1

I know there are many Q's about this issue.
I have read many of them.
I know that for performance in general it is better to use the high cardinality fields (most selective) first in the index.

having said that, I want to branch of a comment that was made in: Order of columns in a multi-column index in MySQL and make it an actual Q.

say that I save country id (low cardinality) and person id (high cardinality).
same person id can exist in several countries.

I sometimes need to retrieve all people from a country, and sometimes need to reach a specific person from a specific country.

For the country query I need an index on country or on that starts with country. but what about the second query?

Should I use a single index with country_id,person_id (which is sort of "wrong order of fields" cardinality wise) or add another index person_id,country_id and thus have two indexes - one for each of those queries?

How would that change if:
1) I also needed sometimes to reach all the people with the same person_id (regardless of country) ?
2) instead of country I had a hierarchy of continent,country,region,city,person ?

I don't know how much does it matter but if it does - assume the Q is about MySQL.

UPDATE 1
I am not sure I was clear enough...

Because I said that I will need to ask about all the people in a country ( i.e. ... where country_id=? ) it is obvious that I should have an index on country...

When I need to query on both country and person I can create a query like: ... where country_id=? and person_id=? and just extend the index to be (country_id,user_id) and use it for both queries, or I could leave the country index alone (for ... where country_id=? queries) and add a new (user_id,country_id) and write my two field queries as ... where person_id=? and country_id=? which is more efficient.

so option 1: single but less efficient (country_id,user_id) index querying for ... where country_id=? and person_id=? or ... where country_id=?

option 2: two indexes (country_id) index and (person_id,country_id) index for ... where country_id=? and ... where person_id=? and country_id=?

Having written this like this I also recognize that the second option also provides an answer to 1st Q variant where a ...where person_id=? query is also needed...

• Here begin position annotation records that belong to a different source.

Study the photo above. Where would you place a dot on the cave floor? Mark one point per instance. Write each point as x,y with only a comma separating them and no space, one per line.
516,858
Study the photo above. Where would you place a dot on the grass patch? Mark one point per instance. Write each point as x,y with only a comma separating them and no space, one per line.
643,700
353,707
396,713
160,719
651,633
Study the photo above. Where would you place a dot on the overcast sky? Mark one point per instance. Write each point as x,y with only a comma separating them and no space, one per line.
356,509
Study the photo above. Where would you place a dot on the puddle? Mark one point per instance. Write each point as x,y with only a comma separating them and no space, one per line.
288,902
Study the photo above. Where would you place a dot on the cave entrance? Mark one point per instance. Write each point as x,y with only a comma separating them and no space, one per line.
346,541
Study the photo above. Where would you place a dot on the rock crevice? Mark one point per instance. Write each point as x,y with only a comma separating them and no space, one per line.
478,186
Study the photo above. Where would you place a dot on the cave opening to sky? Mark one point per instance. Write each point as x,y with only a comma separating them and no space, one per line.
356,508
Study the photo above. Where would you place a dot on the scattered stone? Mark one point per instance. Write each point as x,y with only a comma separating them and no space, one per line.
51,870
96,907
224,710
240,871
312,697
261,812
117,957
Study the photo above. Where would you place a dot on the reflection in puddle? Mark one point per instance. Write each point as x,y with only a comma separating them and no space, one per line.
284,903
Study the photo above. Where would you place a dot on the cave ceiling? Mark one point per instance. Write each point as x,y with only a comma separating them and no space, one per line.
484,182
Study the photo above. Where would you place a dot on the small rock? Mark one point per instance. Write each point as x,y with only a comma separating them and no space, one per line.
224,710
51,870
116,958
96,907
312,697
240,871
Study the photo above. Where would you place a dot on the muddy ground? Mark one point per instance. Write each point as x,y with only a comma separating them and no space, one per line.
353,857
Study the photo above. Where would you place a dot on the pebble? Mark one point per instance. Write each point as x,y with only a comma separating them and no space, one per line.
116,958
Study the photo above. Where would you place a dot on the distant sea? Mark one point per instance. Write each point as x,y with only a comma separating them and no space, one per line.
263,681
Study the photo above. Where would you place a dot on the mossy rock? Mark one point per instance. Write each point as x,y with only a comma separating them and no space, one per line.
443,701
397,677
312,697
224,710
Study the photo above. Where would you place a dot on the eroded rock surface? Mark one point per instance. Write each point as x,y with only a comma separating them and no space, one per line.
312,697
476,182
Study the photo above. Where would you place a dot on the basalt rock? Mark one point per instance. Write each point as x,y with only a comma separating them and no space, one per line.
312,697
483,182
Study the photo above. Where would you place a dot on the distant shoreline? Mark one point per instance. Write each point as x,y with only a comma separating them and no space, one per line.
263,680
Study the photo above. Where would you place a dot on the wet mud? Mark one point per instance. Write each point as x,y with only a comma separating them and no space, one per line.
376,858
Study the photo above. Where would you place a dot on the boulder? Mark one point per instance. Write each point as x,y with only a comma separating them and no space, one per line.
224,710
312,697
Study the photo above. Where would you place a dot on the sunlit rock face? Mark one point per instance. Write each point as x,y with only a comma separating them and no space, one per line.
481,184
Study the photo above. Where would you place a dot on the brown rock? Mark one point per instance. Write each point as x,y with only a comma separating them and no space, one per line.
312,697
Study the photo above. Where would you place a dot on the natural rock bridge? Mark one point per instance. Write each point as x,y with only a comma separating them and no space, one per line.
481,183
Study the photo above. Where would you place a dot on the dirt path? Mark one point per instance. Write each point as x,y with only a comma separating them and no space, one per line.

but still for the basic scenario - would you go with option 1 or 2 ... ?

Community
  • 1
  • 1
epeleg
  • 10,347
  • 17
  • 101
  • 151
  • What would the other join column be in that situation (change #2)? In general, no, the actual RDBMS doesn't matter too much here - the issue will affect all of them. Probably, you _will_ want both indices. Many optimizers will spit out information about desired indices - does it mention it? DBAs should monitor which indices are recommended/used and add/remove as appropriate. – Clockwork-Muse Apr 27 '14 at 10:01
  • re #2 consider a non normalized table that just has the said fields... – epeleg Apr 28 '14 at 11:07
  • 1
    The fact that you'd have all those columns in one table doesn't really change anything - you'd just have the indices cover the needed columns (the wider an index gets, the more specific it gets, and the less widely useful it is). If you write a query for everyone in a specific country, you (usually) want an index starting with `country_id`. If you write a query for everybody with the same `person_id`, you (usually) want an index starting on that column. You can probably get better help on [dba.se], especially on indexing strategy. – Clockwork-Muse Apr 28 '14 at 11:21
  • thanks for the link to DBA SE. I did not know it existed... – epeleg Apr 28 '14 at 12:19

1 Answers1

0

You can use a single index "country_id, person_id" only if you know the country id for both queries. MySQL will not use the index if you are only querying on person_id. An explaination of that is here: http://www.ovaistariq.net/17/mysql-indexes-multi-column-indexes-and-order-of-columns/

1) In the cases of a person_id only query a "country_id, person_id" index could not be used.

2) In the case of this type of query you could only use a index starting with continent, if you always were querying on this (otherwise the index would be ignored).

If you meet the above criteria such that one index would actually work for both queries, then I think it's fine to just have one - with the most selective first (assuming that applies to your queries).

If you do need two, I would only include in the index the fields that will be used (i.e. they are in your WHERE, ORDER BY or JOIN clauses). The cost of having unnecessary columns is slower updates and more memory (and disk) used for the index.

UPDATE 1

For the basic scenario I would go with option 1 as will be more space efficient which will save on the memory used for indexes, freeing it up for other indexes or page cache. If you did need a ... where person_id=? style query, option 2 would be a good solution to that.